Un ponte tra Venezia e il Giappone: l’ambasciatrice dell'Expo porta il vetro di Murano in Oriente

Ritsue Mishima di Kyoto vive dal 1989 in città e lavora con le fornaci di Murano: «Mi sveglio alle quattro del mattino, trovo la bellezza riflessa nell’acqua»

Camilla Gargioni
Ritsue Mishima
Ritsue Mishima

La ricerca artistica per le calli di Venezia di Ritsue Mishima parte per caso, da un vaso di fiori.

«Avevo comprato un mazzo di fiori, ma non ho trovato da nessuna parte un vaso che potesse contenerli», racconta, «così, ho cominciato a lavorare il vetro e si è aperta una nuova strada della mia vita.

In quel momento, non ho pensato che sarei diventata un’artista».

Mishima è nata a Kyoto in Giappone nel 1962, vive a Venezia dal 1989 e nel 2011 ha preso casa anche a Kyoto.

È lei l’Ambasciatrice per l’Italia a Expo 2025 Osaka in Giappone, dove porterà il suo vetro trasparente, che quasi sembra respirare. Se la passione per il vetro è nata per caso, la dedizione per l’arte è un rito quotidiano. «La mattina mi alzo molto presto, alle 4. Il mio studio è alle Zattere, mi sposto da lì per raggiungere Murano, dove arrivo per le 6», spiega Mishima, «è il momento in cui c’è ancora la bellezza di Venezia: la trovo riflessa nell’acqua».

Da Kyoto Venezia o viceversa

«Sono un’artista e lavoro il vetro, questo è cominciato da Venezia, non da Kyoto». Non c’è una prima o una seconda casa, Venezia e Kyoto per Mishima sono unite da un legame che non si spiega a parole.

«È una sensazione strana: sono nata a Kyoto, ma sento di esser cresciuta a Venezia. Qui ho trovato me stessa: il mio cammino è iniziato in questa città».

Stregata dalle architetture, dalle forme sinuose, dalle calli strette, ogni giorno Mishima trova una nuova ispirazione. «Mi sento di entrambi i paesi, Italia e Giappone, ma la mia realizzazione è stata a Murano», continua Mishima, «dove ho creato un legame».

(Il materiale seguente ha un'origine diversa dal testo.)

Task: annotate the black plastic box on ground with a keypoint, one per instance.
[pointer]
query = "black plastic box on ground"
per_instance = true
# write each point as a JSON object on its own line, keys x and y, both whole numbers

Il vetro di Murano a Osaka

Sarà proprio la sua passione per il vetro la protagonista a Osaka, al padiglione Italia all’Expo che aprirà il prossimo 13 aprile. Sull’opera che porterà Mishima, però, c’è ancora un’aura di mistero.

«A Murano c’è la mia fornace di riferimento, siamo cresciuti insieme», spiega Mishima, «per molti Murano non è facile, spesso mi chiedono come ho fatto a entrare in sintonia con l’isola. Ma non è stato difficile: ho ascoltato me stessa e ho portato rispetto per chi ho incontrato».

E la scintilla, è stata la passione. «Ci siamo capiti, parlando lo stesso linguaggio: quello della passione», sottolinea, «il mio rispetto per il loro sguardo è stato anche la capacità di tradurlo. È tutto una prova, si sperimenta. Se non c’è azione, allora non c’è creazione».

Tra le ultime mostre di Ritsue Mishima, c’è quella alle Gallerie dell’Accademia nel 2022 (“Ritsue Mishima-Glass Works”), in cui aveva realizzato 32 sculture di vetro incolore appositamente per lo spazio al piano terra del museo, in dialogo con le opere di Antonio Canova.

Dall’89 a oggi: Venezia cambia

«Ho visto cambiare la città in questi anni», dice, «ha mantenuto una dimensione estremamente internazionale, ma si è svuotata delle sue attività. Penso al macellaio, al ferramenta, sono sempre più rari da trovare».

Ecco che per ritrovare la Venezia più autentica, lontana dai tracciati turistici, Mishima privilegia le passeggiate alla mattina presto. «C’è una comunità molto unita in un città legata da quattrocento ponti.

Questi ponti generano incontri, ci si scambia sempre un saluto con le persone che si incrociano. Non è la stessa autenticità di una volta, ma la si può trovare ancora». A questo, appunto, si unisce la dimensione internazionale che porta tutto il mondo tra le calli della città.

L’arte di Venezia a Osaka

Insieme all’arte di Ritsue Mishima, chi visiterà il padiglione Italia a Osaka troverà altre suggestioni veneziane. Ci sarà la storica figura di Ito Mancio, giapponese che arrivò in Italia nel 1583 e venne ritratto da Tintoretto, e ancora il lampadario in vetro di Murano realizzato da Kengo Kuma, oltre al coro della Fenice che si esibirà il 22 aprile. Perché Venezia continua a ispirare. «Se c’è ancora spazio per la ricerca creativa in città? Sicuramente», conclude Mishima.